Transmission clusters in our 165 study sequences from Kinshasa (2006–2018) were defined as viral sequences belonging to the same subtype/CRF/URF and grouped into a single and well-supported cluster (monophyletic clade) with 100% bootstrap values. When only partial pol sequences could be recovered from new samples, each available sequence fragment present in all viruses from the cluster was used for analysis separately. In this way, new recombination events were detected. Sequences with different recombination events but sharing some recombinant fragment and common progenitor virus were considered as transmission networks.

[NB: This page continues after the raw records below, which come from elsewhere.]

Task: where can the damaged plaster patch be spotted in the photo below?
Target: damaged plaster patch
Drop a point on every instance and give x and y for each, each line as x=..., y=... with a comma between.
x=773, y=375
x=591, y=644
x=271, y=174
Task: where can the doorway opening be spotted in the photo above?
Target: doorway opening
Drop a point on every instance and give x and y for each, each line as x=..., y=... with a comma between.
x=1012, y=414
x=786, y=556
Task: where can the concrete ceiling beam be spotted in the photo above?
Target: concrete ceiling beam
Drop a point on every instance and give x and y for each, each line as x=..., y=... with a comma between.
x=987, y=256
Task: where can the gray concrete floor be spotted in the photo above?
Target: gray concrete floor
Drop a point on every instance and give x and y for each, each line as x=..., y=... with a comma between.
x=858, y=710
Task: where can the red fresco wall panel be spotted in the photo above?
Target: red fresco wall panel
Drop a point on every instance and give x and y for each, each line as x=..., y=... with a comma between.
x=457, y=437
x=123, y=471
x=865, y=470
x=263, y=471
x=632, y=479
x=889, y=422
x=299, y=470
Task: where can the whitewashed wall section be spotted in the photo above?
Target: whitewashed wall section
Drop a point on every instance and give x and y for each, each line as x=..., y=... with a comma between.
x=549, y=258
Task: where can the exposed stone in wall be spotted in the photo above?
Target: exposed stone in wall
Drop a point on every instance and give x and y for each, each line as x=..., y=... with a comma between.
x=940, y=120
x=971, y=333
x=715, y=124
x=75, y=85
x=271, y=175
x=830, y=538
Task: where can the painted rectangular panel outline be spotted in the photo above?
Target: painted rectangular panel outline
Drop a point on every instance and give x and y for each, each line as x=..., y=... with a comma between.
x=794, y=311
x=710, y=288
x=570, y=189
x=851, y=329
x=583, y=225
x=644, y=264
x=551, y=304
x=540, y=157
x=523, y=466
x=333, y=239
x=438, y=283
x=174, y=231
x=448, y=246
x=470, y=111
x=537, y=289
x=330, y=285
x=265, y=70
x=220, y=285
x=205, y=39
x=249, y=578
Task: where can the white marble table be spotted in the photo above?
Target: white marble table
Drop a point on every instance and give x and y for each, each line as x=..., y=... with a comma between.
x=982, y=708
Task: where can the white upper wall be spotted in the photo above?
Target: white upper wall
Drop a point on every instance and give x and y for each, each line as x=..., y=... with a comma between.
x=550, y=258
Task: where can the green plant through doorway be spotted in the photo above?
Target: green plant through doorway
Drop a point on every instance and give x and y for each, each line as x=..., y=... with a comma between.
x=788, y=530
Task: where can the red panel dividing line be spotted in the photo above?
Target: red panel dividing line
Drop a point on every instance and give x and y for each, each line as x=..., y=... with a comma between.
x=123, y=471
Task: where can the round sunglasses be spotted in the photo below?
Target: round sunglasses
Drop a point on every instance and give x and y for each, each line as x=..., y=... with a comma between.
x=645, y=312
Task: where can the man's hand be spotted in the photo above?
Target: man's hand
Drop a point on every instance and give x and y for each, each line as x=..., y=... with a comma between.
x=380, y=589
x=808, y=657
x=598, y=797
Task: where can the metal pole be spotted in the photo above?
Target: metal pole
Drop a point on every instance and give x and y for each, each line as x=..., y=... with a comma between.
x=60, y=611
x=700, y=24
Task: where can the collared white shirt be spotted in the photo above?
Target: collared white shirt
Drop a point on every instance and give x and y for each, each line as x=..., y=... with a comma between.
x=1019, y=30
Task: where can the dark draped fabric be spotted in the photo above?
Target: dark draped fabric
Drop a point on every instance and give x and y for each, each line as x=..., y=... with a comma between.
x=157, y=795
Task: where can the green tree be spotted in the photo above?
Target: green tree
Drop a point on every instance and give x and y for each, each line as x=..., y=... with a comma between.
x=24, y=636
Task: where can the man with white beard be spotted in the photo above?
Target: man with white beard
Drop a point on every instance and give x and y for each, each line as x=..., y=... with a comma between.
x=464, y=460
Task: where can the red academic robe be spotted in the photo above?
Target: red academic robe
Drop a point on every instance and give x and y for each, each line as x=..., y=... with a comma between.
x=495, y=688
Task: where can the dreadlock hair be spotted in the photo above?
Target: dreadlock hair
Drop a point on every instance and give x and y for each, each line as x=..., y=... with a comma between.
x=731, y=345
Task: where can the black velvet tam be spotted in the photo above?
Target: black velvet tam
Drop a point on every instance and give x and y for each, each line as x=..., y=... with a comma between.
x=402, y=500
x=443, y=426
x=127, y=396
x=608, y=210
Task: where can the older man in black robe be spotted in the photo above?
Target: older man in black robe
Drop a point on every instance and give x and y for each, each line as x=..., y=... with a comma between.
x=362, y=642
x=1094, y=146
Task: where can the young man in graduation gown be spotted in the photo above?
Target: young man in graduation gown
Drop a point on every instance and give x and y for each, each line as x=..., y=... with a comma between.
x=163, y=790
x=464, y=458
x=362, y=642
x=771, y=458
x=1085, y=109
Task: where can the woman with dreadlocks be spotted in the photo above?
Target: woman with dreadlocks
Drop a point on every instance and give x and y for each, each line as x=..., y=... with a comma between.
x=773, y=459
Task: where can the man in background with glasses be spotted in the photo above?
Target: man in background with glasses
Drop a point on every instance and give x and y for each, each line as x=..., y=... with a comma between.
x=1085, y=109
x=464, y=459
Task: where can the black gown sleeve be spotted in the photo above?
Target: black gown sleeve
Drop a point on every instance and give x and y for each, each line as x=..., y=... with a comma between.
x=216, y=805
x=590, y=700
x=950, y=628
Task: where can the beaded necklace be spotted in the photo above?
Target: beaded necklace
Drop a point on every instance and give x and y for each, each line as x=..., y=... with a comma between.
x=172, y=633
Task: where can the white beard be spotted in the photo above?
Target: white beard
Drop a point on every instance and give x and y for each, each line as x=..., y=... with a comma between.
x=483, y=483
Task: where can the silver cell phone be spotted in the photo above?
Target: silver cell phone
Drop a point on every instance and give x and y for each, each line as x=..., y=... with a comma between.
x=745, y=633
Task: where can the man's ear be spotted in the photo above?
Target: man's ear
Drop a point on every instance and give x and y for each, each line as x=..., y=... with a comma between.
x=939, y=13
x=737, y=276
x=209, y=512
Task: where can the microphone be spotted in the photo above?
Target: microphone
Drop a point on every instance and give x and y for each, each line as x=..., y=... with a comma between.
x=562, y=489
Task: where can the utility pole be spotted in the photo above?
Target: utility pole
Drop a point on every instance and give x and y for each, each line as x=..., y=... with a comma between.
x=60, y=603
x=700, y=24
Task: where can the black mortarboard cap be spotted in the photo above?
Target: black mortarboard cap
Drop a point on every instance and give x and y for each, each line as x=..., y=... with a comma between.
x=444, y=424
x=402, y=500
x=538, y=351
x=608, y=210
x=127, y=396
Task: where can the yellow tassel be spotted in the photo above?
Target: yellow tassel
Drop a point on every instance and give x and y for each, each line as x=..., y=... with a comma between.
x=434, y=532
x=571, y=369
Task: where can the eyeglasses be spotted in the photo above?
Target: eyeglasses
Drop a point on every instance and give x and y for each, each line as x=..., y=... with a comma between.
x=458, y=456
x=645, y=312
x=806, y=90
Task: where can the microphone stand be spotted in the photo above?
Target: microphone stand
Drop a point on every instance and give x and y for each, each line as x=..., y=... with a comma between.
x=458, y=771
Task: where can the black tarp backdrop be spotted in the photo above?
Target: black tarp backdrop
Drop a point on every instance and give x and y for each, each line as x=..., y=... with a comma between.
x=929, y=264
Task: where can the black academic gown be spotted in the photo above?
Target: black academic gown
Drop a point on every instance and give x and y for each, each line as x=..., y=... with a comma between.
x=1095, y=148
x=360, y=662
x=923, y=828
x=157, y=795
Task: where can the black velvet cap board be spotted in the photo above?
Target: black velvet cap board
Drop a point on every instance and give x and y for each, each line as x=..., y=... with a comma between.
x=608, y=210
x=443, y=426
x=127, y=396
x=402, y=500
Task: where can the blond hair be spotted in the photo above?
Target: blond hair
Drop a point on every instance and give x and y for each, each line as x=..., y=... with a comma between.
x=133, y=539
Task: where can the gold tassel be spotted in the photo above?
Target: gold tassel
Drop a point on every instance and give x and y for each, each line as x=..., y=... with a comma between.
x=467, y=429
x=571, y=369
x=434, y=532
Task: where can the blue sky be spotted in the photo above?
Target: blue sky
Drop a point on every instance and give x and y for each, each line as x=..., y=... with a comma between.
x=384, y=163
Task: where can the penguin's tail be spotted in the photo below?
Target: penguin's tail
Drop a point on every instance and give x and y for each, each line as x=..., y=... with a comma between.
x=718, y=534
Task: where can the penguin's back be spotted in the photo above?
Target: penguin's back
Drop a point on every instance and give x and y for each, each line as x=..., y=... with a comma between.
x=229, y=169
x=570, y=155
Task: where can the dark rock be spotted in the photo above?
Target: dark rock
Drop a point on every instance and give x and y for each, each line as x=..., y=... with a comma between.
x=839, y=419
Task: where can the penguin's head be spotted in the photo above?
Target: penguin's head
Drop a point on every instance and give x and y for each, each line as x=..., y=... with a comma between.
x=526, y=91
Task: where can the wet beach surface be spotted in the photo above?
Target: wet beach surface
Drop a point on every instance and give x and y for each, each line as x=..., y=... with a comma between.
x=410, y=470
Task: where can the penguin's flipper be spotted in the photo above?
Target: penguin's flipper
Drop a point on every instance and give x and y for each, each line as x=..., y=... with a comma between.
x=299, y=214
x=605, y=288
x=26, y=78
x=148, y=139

Genetic diversity (D = 1 − ∑f2) of HIV variants in the DRC was analyzed over time, a measure of variability that takes into account the frequencies (f) of all variants. For that purpose, all 2802 pol LANL sequences from the DRC were downloaded and reclassified as previously described. Among them, 2588 (92.3%) reported the sampling year, all belonging to the 1976–2012 period. Viral genetic diversity among HIV-infected children and adults with samples collected in Kinshasa between 2016 and 2018 was also calculated. We analyzed the genetic distance (number of base substitutions per site) or the average evolutionary divergence over all sequence pairs by using the Tamura-Nei model 93 (TN93)77, according to previous reports67. The rate variation among sites was modeled with a gamma distribution and analysis was conducted in MEGA6. We identified a recent transmission cluster in pol sequences showing maximum pairwise genetic distance lower than 0.01, according to previous reports65,66,67. TN93 was used because it is the most general nucleotide substitution model for which distances can be estimated directly from counts of nucleotide pairs in aligned sequences.

Ethical aspects

The project was approved by the Human Subjects Review Committees at Monkole Hospital/University of Kinshasa (Kinshasa, DRC), University Hospital Ramón y Cajal (Madrid, Spain) and University of Navarra (Pamplona, Spain). Informed consent of all enrolled adults and of parents or guardians of enrolled children was obtained. All methods were carried out in accordance with relevant guidelines and regulations. Patients’ names were codified at sampling to maintain confidentiality.

Statistical analysis

Differences in prevalence of HIV-1 variants were tested using T-test and p values < 0.05 were considered statistically significant. Descriptive statistical analysis was performed, median and interquartile range (IQR) was also calculated. Statistical analyses were conducted using Prism 6.0 software from GraphPad version 8.0.1 (San Diego, CA, USA).